Their hearts are set upon the waste fells,
Their skies are fast and grey;

From their castle-walls a man may see

The mountains far away.

The men that live in West England
They see the Severn strong,
A-rolling on rough water brown

Light aspen leaves along.

They have the secret of the Rocks,
And the oldest kind of song.

But the men that live in the South Country
Are the kindest and most wise,

They get their laughter from the loud surf,
And the faith in their happy eyes
Comes surely from our Sister the Spring
When over the sea she flies;

The violets suddenly bloom at her feet,
She blesses us with surprise.

I never get between the pines

But I smell the Sussex air;
Nor I never come on a belt of sand

But my home is there.

And along the sky the line of the Downs

So noble and so bare.

A lost thing could I never find,
Nor a broken thing mend:
And I fear I shall be all alone

When I get towards the end.
Who will there be to comfort me
Or who will be my friend?

I will gather and carefully make my friends.
Of the men of the Sussex Weald;
They watch the stars from silent folds,
They stiffly plough the field.

By them and the God of the South Country
My poor soul shall be healed.

If I ever become a rich man,
Or if ever I grow to be old,

I will build a house with deep thatch
To shelter me from the cold,

And there shall the Sussex songs be sung
And the story of Sussex told.

I will hold my house in the high wood

Within a walk of the sea,

And the men that were boys when I was a boy
Shall sit and drink with me.

Anthony C. Deane

Anthony C. Deane was born in 1870 and was the Seatonian prizeman in 1905 at Clare College, Cambridge.
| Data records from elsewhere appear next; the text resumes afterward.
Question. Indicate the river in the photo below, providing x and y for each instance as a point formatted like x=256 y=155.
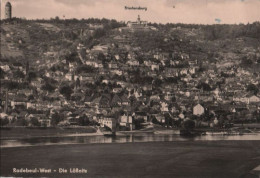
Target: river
x=127 y=138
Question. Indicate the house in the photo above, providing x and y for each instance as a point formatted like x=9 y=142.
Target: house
x=108 y=122
x=160 y=118
x=198 y=110
x=70 y=76
x=87 y=78
x=102 y=102
x=113 y=65
x=141 y=115
x=172 y=72
x=253 y=99
x=116 y=101
x=133 y=62
x=125 y=101
x=126 y=121
x=155 y=66
x=169 y=95
x=164 y=107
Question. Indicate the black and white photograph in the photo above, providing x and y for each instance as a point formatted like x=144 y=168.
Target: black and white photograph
x=130 y=88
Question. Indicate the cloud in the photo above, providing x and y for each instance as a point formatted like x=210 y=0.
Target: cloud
x=185 y=11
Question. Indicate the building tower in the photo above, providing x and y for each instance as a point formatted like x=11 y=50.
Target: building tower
x=139 y=19
x=8 y=10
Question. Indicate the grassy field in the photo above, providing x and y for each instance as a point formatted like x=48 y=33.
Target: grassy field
x=162 y=159
x=22 y=132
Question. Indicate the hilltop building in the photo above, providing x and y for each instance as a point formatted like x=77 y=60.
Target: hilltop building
x=138 y=25
x=8 y=10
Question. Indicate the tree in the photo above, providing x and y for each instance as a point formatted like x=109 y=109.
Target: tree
x=48 y=87
x=55 y=119
x=31 y=76
x=189 y=124
x=4 y=121
x=66 y=91
x=252 y=88
x=35 y=122
x=83 y=121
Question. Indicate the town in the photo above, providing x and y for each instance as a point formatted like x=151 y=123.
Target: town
x=128 y=75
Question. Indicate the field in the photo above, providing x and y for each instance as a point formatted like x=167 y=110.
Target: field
x=164 y=159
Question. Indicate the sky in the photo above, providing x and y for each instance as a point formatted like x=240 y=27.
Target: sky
x=159 y=11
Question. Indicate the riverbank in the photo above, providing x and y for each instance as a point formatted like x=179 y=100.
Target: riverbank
x=160 y=159
x=36 y=132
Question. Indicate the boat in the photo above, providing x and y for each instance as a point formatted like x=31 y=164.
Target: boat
x=191 y=133
x=109 y=134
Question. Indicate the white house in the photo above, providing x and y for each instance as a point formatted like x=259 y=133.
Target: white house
x=127 y=121
x=253 y=99
x=198 y=110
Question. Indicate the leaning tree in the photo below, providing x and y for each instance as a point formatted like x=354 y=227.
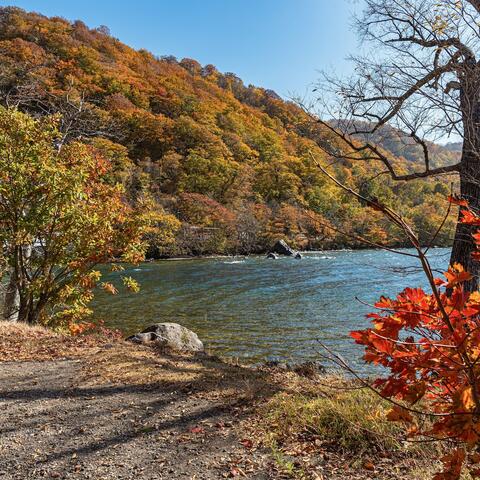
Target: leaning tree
x=417 y=71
He has been Vicar of All Saints, Ennismore Gardens, since 1916. His long

list of light verse and essays includes several excellent parodies, the most delightful being found in his New Rhymes for Old (1901).

THE BALLAD OF THE BILLYCOCK

It was the good ship Billycock, with thirteen men aboard,
Athirst to grapple with their country's foes,-

A crew, 'twill be admitted, not numerically fitted
To navigate a battleship in prose.

It was the good ship Billycock put out from Plymouth Sound,

While lustily the gallant heroes cheered,

And all the air was ringing with the merry bo'sun's singing,

Till in the gloom of night she disappeared.
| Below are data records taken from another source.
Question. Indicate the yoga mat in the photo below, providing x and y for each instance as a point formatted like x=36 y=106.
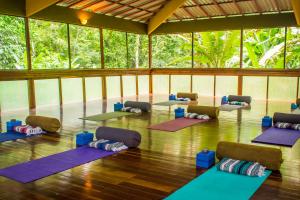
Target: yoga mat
x=11 y=136
x=176 y=124
x=106 y=116
x=227 y=107
x=216 y=185
x=171 y=103
x=43 y=167
x=277 y=136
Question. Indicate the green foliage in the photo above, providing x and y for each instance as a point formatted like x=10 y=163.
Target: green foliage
x=12 y=43
x=49 y=45
x=115 y=51
x=263 y=48
x=85 y=47
x=217 y=49
x=172 y=51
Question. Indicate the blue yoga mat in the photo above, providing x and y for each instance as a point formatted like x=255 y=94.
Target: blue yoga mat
x=11 y=136
x=215 y=184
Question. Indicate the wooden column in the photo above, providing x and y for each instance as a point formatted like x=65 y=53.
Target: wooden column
x=240 y=85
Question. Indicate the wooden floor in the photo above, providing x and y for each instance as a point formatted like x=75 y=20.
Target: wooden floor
x=163 y=163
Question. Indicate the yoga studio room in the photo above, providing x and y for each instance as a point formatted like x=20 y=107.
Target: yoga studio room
x=149 y=99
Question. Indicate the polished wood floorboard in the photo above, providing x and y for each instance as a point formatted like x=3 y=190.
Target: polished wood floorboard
x=163 y=163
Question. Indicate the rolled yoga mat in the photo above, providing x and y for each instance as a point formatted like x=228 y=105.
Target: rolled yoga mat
x=278 y=136
x=191 y=96
x=144 y=106
x=216 y=185
x=176 y=124
x=46 y=123
x=128 y=137
x=286 y=117
x=36 y=169
x=106 y=116
x=266 y=156
x=212 y=112
x=246 y=99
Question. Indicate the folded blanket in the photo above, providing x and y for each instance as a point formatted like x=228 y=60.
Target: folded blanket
x=28 y=130
x=241 y=167
x=196 y=116
x=108 y=145
x=130 y=109
x=238 y=103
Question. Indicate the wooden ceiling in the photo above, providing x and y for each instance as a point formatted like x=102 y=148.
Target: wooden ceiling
x=144 y=10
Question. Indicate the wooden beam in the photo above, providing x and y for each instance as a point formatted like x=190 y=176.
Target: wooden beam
x=229 y=23
x=296 y=8
x=35 y=6
x=163 y=14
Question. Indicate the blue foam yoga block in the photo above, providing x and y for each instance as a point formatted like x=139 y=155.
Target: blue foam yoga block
x=11 y=124
x=84 y=138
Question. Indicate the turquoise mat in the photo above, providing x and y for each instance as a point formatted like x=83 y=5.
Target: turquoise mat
x=214 y=184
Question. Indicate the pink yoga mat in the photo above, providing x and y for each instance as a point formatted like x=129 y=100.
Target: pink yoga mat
x=176 y=124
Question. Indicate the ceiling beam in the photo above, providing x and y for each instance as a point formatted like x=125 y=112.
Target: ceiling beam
x=34 y=6
x=296 y=8
x=161 y=16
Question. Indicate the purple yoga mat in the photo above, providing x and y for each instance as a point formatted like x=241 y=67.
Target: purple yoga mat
x=43 y=167
x=176 y=124
x=277 y=136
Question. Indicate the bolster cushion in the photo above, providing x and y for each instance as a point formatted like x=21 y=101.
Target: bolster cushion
x=271 y=158
x=128 y=137
x=48 y=124
x=286 y=117
x=144 y=106
x=298 y=102
x=246 y=99
x=191 y=96
x=212 y=112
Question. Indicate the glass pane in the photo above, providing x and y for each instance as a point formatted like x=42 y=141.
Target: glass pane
x=49 y=45
x=13 y=95
x=137 y=51
x=282 y=88
x=85 y=47
x=293 y=48
x=46 y=92
x=72 y=90
x=160 y=84
x=263 y=48
x=93 y=87
x=172 y=50
x=180 y=83
x=226 y=85
x=115 y=51
x=143 y=84
x=255 y=86
x=129 y=86
x=219 y=49
x=113 y=88
x=12 y=43
x=203 y=85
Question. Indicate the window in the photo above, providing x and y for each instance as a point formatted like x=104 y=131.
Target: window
x=172 y=51
x=49 y=45
x=137 y=51
x=12 y=43
x=219 y=49
x=85 y=47
x=293 y=48
x=263 y=48
x=115 y=51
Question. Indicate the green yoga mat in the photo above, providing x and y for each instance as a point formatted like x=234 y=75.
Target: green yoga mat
x=171 y=103
x=215 y=184
x=106 y=116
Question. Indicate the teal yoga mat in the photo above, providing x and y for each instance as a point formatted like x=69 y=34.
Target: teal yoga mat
x=216 y=185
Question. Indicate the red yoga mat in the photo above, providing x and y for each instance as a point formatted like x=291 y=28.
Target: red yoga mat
x=176 y=124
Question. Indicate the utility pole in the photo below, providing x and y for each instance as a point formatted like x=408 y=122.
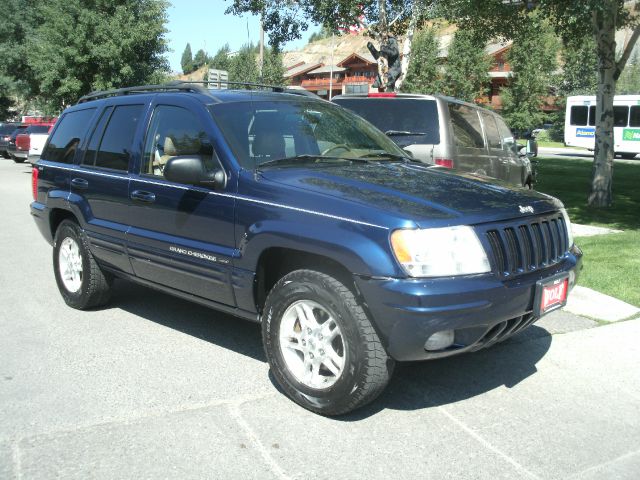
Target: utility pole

But when the morning broke on her, behold, a dozen ships,

A dozen ships of France around her lay,

(Or, if that isn't plenty, I will gladly make it twenty), And hemmed her close in Salamander Bay.

Then to the Lord High Admiral there spake a cabin-boy:
"Methinks," he said, "the odds are somewhat great,
And, in the present crisis, a cabin-boy's advice is
That you and France had better arbitrate!"

"Pooh!" said the Lord High Admiral, and slapped his

manly chest,

"Pooh! That would be both cowardly and wrong; Shall I, a gallant fighter, give the needy ballad-writer No suitable material for song?"

Nay is the shorthand-writer here?-I tell you, one and all,

I mean to do my duty, as I ought;

With eager satisfaction let us clear the decks for action And fight the craven Frenchmen!" So they fought.

And (after several stanzas which as yet are incomplete, Describing all the fight in epic style)

When the Billycock was going, she'd a dozen prizes towing

(Or twenty, as above) in single file!

Ah, long in glowing English hearts the story will remain, The memory of that historic day,

And, while we rule the ocean, we will picture with emotion

The Billycock in Salamander Bay!

P.S.-I've lately noticed that the critics-who, I think, In praising my productions are remiss―

Quite easily are captured, and profess themselves enraptured,

By patriotic ditties such as this,

For making which you merely take some dauntless Englishmen,

Guns, heroism, slaughter, and a fleet

Ingredients you mingle in a metre with a jingle,
And there you have your masterpiece complete!

Why, then, with labour infinite, produce a book of verse
To languish on the "All for Twopence" shelf?
The ballad bold and breezy comes particularly easy-
I mean to take to writing it myself!

A RUSTIC SONG

Oh, I be vun of the useful troibe

O' rustic volk, I be;

And writin' gennelmen dü describe
The doin's o' such as we;

I don't knaw mooch o' corliflower plants,
I can't tell 'oes from trowels,
But 'ear me mix ma consonants,
An' moodle oop all ma vowels!

I talks in a wunnerful dialect
That vew can hunderstand,
"Tis Yorkshire-Zummerzet, I expect,
With a dash o' the Oirish brand;
Sometimes a bloomin' flower of speech
I picks from Cockney spots,
And when releegious truths I teach,
Obsairve ma richt gude Scots!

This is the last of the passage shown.